We recognize that this study has some limitations. First, this study is limited by
its ex vivo design using simulated still images. Images were converted to different
enhancement settings after initial acquisition and storage, using a proprietary software
tool that exactly replicates these settings. Although a prospective collection of
matched images with different enhancement settings would be ideal, it is impractical,
if not impossible, to capture matched pairs across all enhancement settings for each
image. Additionally, varying capture devices and compression techniques could introduce
further variability, potentially distorting results. In contrast, our ex vivo approach
allowed for a standardized, paired analysis across 16 enhancement settings. Moreover,
as shown in Fig. 2 s , the converted images were nearly indistinguishable from the original data, supporting
the validity of this approach. Second, despite the fact that the evaluated datasets
were aimed at different endoscopic applications, the datasets originated from the
same manufacturer and endoscope series. Other endoscopy systems were not investigated.

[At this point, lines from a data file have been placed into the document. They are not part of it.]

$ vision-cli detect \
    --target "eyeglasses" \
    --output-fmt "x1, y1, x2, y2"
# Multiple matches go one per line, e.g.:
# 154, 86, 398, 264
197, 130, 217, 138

Yet it is conceivable that AI systems on these platforms will suffer from similar
issues. Third, the current proposed method for image enhancement-based data augmentation
remains a quick fix and may not be sustainable long term. Ideally, a more generic
method would be developed that is applicable to all current post-processing settings
and future settings yet to be developed. Fourth, this study is specifically aimed
at post-processing image enhancement. There may be other sources of domain shift that
can form a similar threat to model generalizability, such as other virtual chromoendoscopy
techniques, differing generations of endoscopes, and quality of the endoscopic imaging
procedure.
In conclusion, this study highlights the impact of different enhancement settings
on performance variability of endoscopic AI systems. This should be taken into account
during future development and implementation of AI in endoscopy. Collecting more diverse
data during the development phase may offer the most direct solution, but specific
data augmentation techniques to simulate enhancement setting variability or generative
AI solutions could be pragmatic alternatives and deserve further investigation.